“The next day he had almost forgotten about Gandalf. He did not remember things very well, unless he put them down on his Engagement Tablet: like this: Gandalf Tea Wednesday.”
It is one of the most famous tea parties in all literature, if not the most famous. It is, at least, to all fans of hobbits and wizards and Tolkien himself. It was quite an unexpected one for Bilbo Baggins, who thought he was entertaining a wizard and found himself feeding a hobbit hole full of unruly dwarves.
And while he wasn’t quite sure how he’d managed to get himself into the former, he was thoroughly flummoxed by the latter.

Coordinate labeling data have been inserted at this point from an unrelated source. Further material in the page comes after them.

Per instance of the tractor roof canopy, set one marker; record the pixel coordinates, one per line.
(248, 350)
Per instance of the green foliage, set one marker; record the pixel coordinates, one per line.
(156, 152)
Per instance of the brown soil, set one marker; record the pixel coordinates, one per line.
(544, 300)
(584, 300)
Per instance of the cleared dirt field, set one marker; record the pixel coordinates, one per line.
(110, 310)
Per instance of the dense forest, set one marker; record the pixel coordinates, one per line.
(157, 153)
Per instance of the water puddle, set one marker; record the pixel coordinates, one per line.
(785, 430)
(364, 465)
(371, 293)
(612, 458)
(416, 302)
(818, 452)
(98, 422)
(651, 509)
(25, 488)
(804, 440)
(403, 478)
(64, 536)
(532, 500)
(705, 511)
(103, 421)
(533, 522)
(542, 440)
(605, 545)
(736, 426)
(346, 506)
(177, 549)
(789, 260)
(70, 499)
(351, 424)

Even if he wasn’t as forgetful as he was, or had anticipated Gandalf’s machinations, Bilbo still would have struggled with putting on a tea party for these two disparate groups of guests, and to understand why, we have to understand the difference between high tea and low tea.

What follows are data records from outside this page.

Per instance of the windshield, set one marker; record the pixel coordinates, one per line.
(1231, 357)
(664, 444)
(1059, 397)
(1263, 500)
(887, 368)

First of all, in modern parlance (particularly in America), high tea sounds quite fancy and desirable. Low tea sounds less so. We often say we are going to high tea when we’re going to afternoon tea because we want to impress our friends. But in Bilbo’s world (and the Victorian English countryside upon which it was based) it was quite the opposite and wouldn’t have impressed them at all.
Low tea was the fancy afternoon repast we have in mind: small sandwiches, scones and fancy cakes, often served at a low table in the drawing room. This was the afternoon tea of the gentry and nobility, who had later dinner hours and more free time during the day.
High tea was actually a working man’s meal served at a higher dining table at the end of the day’s toils. Not only was tea served “strong enough to trot a mouse on”, as the saying goes, but so was more substantial food: meats, cheeses, breads, soups and much hardy fare.
(In many parts of England now, this tradition lives on with “supper” bring referred to as “tea.”)
For Bilbo, he clearly thought he was preparing a low tea for an important – if somewhat worrisome – guest. A wizard, no less. He found himself, instead, throwing together a high tea for working dwarves.
This is clear in the types of foods he provided: not only tea and cakes and apple tart, but beer, cold chicken, eggs, pickles, salad and more good, plain food.
So, remember, when you’re entertaining important Wizards (no matter how meddlesome), provide a proper low tea with cakes. But when you have dwarves to feed unexpectedly, nothing but a filling high tea will do.